The research was led by Joe Thornton, assistant professor of biology at the University of Oregon's Center for Ecology and Evolutionary Biology, and will be published in the April 7 issue of SCIENCE.

How natural selection can drive the evolution of complex molecular systems -- those in which the function of each part depends on its interactions with the other parts--has been an unsolved issue in evolutionary biology. Advocates of Intelligent Design argue that such systems are "irreducibly complex" and thus incompatible with gradual evolution by natural selection.

"Our work demonstrates a fundamental error in the current challenges to Darwinism," said Thornton. "New techniques allowed us to see how ancient genes and their functions evolved hundreds of millions of years ago. We found that complexity evolved piecemeal through a process of Molecular Exploitation -- old genes, constrained by selection for entirely different functions, have been recruited by evolution to participate in new interactions and new functions."

The scientists used state-of-the-art statistical and molecular methods to unravel the evolution of an elegant example of molecular complexity -- the specific partnership of the hormone aldosterone, which regulates behavior and kidney function, along with the receptor protein that allows the body's cells to respond to the hormone. They resurrected the ancestral receptor gene -- which existed more than 450 million years ago, before the first animals with bones appeared on Earth -- and characterized its molecular functions. The experiments showed that the receptor had the capacity to be activated by aldosterone long before the hormone actually evolved.
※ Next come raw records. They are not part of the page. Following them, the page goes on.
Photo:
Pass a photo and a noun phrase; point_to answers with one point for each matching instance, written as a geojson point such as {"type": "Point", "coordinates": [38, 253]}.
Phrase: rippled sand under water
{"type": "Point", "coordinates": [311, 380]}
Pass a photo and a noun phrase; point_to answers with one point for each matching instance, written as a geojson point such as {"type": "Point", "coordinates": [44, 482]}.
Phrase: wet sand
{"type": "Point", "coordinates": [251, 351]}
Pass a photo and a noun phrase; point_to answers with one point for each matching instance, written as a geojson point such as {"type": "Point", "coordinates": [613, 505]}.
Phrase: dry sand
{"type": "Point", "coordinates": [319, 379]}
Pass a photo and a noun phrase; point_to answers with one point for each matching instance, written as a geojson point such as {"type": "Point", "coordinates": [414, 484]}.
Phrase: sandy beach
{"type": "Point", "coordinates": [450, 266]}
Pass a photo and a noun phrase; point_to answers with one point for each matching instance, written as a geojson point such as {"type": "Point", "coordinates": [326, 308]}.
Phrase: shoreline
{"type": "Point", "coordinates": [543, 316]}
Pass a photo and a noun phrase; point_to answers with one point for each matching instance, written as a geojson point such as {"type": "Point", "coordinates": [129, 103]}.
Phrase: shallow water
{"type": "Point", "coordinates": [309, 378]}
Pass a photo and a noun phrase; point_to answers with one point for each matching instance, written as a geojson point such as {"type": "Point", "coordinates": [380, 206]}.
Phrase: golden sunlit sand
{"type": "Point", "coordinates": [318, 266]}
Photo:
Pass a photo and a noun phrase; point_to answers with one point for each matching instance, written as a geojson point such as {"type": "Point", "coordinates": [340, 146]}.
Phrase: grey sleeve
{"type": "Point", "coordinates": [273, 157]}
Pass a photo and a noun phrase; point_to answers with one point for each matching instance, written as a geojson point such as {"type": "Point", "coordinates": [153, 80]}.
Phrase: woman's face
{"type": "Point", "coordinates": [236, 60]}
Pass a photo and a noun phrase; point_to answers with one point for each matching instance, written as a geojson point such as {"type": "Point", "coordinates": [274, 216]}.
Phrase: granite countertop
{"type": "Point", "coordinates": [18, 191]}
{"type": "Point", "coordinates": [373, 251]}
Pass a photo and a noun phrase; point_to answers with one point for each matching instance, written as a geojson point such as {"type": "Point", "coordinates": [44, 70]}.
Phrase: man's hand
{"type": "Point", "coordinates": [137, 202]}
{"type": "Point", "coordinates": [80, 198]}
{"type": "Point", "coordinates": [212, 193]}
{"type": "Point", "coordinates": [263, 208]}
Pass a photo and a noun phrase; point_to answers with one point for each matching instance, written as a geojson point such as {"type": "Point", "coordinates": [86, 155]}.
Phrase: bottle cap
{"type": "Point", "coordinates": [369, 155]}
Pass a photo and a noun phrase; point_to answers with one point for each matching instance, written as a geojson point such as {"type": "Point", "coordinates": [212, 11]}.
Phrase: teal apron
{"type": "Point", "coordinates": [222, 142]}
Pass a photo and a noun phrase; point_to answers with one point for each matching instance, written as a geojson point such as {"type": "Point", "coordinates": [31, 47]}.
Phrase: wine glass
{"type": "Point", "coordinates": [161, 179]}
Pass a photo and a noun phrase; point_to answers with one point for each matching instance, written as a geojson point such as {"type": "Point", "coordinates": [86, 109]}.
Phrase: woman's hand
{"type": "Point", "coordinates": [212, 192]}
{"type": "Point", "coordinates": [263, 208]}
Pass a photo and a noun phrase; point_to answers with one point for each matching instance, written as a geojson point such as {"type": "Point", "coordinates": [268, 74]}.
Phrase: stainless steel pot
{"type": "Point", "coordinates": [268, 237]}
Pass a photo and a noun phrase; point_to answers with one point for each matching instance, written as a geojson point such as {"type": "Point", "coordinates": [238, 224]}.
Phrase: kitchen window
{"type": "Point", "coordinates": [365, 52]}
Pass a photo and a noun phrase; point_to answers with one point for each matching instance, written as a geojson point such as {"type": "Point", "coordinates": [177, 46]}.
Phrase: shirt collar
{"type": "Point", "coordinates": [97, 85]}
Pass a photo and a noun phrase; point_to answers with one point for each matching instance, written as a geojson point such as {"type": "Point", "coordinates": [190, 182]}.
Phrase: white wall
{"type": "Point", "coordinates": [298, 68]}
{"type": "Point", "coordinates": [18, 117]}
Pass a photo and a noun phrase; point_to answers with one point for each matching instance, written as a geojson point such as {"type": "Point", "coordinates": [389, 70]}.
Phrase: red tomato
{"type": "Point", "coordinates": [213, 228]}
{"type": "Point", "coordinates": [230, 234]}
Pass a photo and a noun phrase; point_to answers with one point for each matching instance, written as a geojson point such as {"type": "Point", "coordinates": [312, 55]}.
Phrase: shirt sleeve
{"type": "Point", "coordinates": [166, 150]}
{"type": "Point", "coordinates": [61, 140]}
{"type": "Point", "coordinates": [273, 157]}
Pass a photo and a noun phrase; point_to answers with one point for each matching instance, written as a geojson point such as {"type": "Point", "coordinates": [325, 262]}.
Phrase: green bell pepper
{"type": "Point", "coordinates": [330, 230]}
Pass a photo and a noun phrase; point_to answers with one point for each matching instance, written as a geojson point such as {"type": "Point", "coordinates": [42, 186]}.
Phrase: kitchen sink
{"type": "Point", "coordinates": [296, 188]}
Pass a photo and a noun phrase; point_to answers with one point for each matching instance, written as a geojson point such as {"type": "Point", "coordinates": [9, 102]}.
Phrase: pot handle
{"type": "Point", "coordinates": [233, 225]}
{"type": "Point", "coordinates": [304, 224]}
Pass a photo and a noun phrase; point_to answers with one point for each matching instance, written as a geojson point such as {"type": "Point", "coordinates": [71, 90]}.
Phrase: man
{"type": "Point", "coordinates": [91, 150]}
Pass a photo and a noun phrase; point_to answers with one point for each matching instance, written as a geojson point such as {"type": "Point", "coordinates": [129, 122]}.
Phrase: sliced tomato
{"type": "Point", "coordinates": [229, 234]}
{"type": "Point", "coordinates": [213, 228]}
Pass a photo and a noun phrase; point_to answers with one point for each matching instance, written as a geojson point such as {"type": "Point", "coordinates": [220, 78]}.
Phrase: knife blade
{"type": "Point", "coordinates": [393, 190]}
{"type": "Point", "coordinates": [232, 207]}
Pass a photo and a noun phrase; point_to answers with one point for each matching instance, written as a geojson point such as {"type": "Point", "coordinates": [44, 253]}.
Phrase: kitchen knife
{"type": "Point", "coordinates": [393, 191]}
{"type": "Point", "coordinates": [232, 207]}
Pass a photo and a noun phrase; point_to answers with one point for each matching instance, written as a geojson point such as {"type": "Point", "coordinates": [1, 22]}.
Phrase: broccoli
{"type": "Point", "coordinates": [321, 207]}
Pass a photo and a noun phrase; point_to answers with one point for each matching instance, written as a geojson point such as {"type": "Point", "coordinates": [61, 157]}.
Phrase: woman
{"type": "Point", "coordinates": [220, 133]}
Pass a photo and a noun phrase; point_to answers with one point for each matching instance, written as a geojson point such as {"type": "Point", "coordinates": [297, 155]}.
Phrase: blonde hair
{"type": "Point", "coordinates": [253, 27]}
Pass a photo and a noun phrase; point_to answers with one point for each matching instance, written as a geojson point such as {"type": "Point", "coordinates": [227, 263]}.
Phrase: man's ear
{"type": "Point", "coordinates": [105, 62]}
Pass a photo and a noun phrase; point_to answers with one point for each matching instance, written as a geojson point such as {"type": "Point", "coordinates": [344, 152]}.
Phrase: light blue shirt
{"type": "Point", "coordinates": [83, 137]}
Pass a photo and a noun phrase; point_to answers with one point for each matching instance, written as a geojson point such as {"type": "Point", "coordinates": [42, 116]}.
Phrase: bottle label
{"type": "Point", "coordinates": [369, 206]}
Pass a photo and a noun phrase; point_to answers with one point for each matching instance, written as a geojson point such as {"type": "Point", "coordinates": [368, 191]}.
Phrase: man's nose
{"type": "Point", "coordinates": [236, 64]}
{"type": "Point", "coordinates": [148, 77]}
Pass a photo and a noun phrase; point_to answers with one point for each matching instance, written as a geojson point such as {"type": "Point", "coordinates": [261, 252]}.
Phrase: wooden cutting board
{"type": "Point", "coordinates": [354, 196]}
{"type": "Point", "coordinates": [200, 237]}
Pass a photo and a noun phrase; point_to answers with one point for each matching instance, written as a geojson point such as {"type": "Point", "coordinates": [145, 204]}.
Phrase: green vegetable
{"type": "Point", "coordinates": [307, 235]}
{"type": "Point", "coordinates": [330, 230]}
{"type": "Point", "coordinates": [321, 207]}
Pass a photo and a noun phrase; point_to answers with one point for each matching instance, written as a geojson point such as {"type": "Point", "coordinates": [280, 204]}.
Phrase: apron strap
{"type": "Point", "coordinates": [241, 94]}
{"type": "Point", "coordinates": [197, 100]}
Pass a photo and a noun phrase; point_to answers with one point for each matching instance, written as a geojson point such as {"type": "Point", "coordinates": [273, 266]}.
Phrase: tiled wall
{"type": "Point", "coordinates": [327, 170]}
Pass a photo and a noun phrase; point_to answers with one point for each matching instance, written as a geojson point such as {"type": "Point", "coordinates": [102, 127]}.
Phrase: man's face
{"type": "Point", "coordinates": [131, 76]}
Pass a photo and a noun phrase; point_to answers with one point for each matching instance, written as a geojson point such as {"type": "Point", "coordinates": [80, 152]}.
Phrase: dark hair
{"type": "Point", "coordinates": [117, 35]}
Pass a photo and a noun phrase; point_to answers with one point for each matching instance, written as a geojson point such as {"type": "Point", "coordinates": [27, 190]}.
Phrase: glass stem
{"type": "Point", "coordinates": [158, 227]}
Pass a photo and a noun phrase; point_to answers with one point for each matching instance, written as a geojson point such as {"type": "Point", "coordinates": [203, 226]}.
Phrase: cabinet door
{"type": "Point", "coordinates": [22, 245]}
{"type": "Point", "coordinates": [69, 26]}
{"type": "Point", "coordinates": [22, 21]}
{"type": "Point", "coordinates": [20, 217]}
Thornton's group then showed that the ancestral receptor also responded to a far more ancient hormone with a similar structure; this made it "preadapated" to be recruited into a new functional partnership when aldosterone later evolved. By recapitulating the evolution of the receptor's DNA sequence, the scientists showed that only two mutations were required to evolve the receptor's present-day functions in humans.

"The stepwise process we were able to reconstruct is entirely consistent with Darwinian evolution," Thornton said. "So-called irreducible complexity was just a reflection of a limited ability to see how evolution works. By reaching back to the ancestral forms of genes, we were able to show just how this crucial hormone-receptor pair evolved."

The study's other researchers include Jamie T. Bridgham, postdoctorate research associate in evolutionary biology and Sean M. Carroll, graduate research fellow in biology. The work was funded by National Science Foundation and National Institutes of Health grants and an Alfred P. Sloan Research Fellowship recently awarded to Thornton.

My Comment:This may challenge Intelligent Design as its advocates state their case, but you've got to admit that this finding is pretty darned cool. And that's because it challenges everyone's notion of sequential time--whether or not you are religious. But rethinking notions of time, like it or not, is a religious activity.